L'imprévisibilité politique de Moscou
La liste des personnes faisant l'objet d'une interdiction d'entrer sur le territoire russe illustre toute la différence entre la Russie et l'UE, selon le site de la radio publique Deutschlandradio Kultur : "A chaque fois, l'UE a communiqué immédiatement sa liste de sanctions contre les entrepreneurs et politiques russes et ukrainiens. Les individus concernés savaient donc ce qui les attendait. Il y avait par ailleurs un lien de cause à effet entre les personnes sanctionnées et leur rôle dans le conflit ukrainien. La façon de procéder des Russes est tout autre : il n'est pas toujours évident de comprendre pourquoi un nom apparaît sur une liste, ni pourquoi cette liste n'est publiée qu'aujourd'hui. … Fin juin, à l'occasion de leur prochain sommet à Bruxelles, les 28 chefs d'Etat et de gouvernement de l'UE doivent donc envoyer un signe clair : prolonger la durée des sanctions économiques en vigueur contre la Russie. C'est une question de prévisibilité politique. Précisément l'élément qui fait toujours douloureusement défaut à l'administration russe."
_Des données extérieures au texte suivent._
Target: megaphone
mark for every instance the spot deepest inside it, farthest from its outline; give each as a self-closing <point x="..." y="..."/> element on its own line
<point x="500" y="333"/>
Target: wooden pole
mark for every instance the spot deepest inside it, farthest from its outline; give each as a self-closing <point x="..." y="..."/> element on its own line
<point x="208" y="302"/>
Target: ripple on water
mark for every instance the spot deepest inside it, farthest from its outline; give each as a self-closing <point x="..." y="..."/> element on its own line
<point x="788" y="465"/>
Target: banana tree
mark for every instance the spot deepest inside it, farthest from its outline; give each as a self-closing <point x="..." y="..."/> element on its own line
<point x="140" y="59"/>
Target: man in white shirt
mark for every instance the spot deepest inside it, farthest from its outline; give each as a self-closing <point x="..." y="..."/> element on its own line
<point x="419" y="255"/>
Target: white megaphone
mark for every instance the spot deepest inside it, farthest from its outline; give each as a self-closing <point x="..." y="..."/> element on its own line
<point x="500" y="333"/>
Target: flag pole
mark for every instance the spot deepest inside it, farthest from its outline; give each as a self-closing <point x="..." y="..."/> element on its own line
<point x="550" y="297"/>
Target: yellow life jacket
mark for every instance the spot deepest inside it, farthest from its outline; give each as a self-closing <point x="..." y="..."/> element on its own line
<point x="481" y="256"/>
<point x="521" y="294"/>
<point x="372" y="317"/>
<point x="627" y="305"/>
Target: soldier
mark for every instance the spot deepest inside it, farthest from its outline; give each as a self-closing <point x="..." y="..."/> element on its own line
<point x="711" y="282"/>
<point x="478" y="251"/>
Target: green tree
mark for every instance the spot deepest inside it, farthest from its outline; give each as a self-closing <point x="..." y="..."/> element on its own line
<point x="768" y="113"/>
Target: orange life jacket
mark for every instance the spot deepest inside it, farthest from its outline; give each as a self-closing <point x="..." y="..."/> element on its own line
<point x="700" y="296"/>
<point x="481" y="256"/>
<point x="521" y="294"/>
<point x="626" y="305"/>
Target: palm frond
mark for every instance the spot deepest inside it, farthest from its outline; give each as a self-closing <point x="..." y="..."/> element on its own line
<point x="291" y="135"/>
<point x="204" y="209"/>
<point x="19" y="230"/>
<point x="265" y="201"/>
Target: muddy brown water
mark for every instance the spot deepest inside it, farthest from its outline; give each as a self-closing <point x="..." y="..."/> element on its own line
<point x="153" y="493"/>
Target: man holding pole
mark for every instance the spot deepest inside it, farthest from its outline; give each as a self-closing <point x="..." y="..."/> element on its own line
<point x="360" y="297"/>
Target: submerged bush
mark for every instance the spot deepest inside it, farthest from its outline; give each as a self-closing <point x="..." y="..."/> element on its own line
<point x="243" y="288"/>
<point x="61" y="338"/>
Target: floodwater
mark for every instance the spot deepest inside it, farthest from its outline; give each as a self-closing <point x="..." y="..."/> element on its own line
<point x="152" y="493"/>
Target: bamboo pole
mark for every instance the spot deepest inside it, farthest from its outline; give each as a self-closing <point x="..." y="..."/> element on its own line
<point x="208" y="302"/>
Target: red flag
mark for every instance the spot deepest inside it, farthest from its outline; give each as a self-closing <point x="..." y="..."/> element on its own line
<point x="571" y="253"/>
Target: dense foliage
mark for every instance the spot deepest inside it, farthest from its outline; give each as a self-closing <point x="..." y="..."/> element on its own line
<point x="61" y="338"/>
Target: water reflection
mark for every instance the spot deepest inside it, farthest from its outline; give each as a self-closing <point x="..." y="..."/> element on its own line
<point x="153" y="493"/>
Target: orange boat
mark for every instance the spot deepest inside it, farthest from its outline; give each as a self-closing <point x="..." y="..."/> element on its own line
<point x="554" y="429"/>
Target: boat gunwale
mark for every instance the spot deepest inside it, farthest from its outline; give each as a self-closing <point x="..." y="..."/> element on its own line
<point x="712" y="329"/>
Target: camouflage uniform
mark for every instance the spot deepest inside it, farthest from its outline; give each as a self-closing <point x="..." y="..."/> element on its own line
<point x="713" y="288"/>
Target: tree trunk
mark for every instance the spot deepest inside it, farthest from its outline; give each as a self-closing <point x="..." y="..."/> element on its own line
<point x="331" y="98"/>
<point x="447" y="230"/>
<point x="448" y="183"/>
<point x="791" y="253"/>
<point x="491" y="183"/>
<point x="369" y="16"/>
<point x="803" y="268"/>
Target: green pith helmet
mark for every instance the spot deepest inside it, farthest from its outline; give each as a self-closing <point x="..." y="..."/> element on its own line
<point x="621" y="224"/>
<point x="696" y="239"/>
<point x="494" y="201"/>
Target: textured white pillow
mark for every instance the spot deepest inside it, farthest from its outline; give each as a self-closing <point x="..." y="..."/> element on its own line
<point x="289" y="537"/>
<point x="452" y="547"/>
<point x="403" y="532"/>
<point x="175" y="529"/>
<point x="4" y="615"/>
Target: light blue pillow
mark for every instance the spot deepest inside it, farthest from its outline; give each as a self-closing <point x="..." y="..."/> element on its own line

Des réactions exagérées des deux côtés
L'interdiction d'entrée sur le sol russe décrétée à l'encontre de certaines personnalités politiques européennes et l'affaire qu'elle a suscitée sont caractéristiques des nouveaux rapports entre l'Europe et la Russie, analyse le quotidien social-chrétien Trouw : "Le terme de 'guerre froide' a souvent été évoqué dans ce contexte. Or l'histoire ne se répète pas. On ne peut parler ici d'une crainte du communisme. Et les relations ne sont pas 'froides', elles sont plutôt en 'surchauffe'. Contrairement à jadis, la Russie et l'Europe sont liées par d'étroites relations économiques. Il existe des échanges importants entre les deux entités depuis près de trois décennies, et ce aussi sur le plan politique. Pour Bruxelles, cela signifie des louvoiements compliqués entre ligne dure et ligne douce. … Il faut poursuivre le dialogue avec Moscou. … Par ailleurs, ces affaires constituent une occasion supplémentaire de réduire la dépendance de l'Europe vis-à-vis du gaz russe."
L'effet boomerang des sanctions de l'UE
Les interdictions d'entrée sur le territoire russe décrétées à l'encontre de 89 personnalités politiques européennes constituent une réaction tout à fait normale aux mesures similaires prises par l'UE vis-à-vis des Russes, estime le quotidien pro-russe Duma : "En diplomatie, le principe de réciprocité joue un rôle important. Si un pays ouvre une ambassade dans un autre pays, alors ce dernier fera la même chose. Si un pays décide d'exclure un diplomate, alors le second pays en expulsera un autre, et ainsi de suite. C'est la même chose en matière de politique étrangère : si un pays prend des sanctions, il s'expose à des contre-sanctions. Et s'il déclare certains individus persona non grata, il doit aussi s'attendre à ce que ses ressortissants s'exposent à des interdictions semblables. … Les Européens ne peuvent donc prétendre être surpris. Le seul danger, c'est quand la situation s'envenime, et il y aurait suffisamment de raisons pour que ce soit le cas. Rappelons que le principe de réciprocité joue aussi un rôle important sur le plan militaire."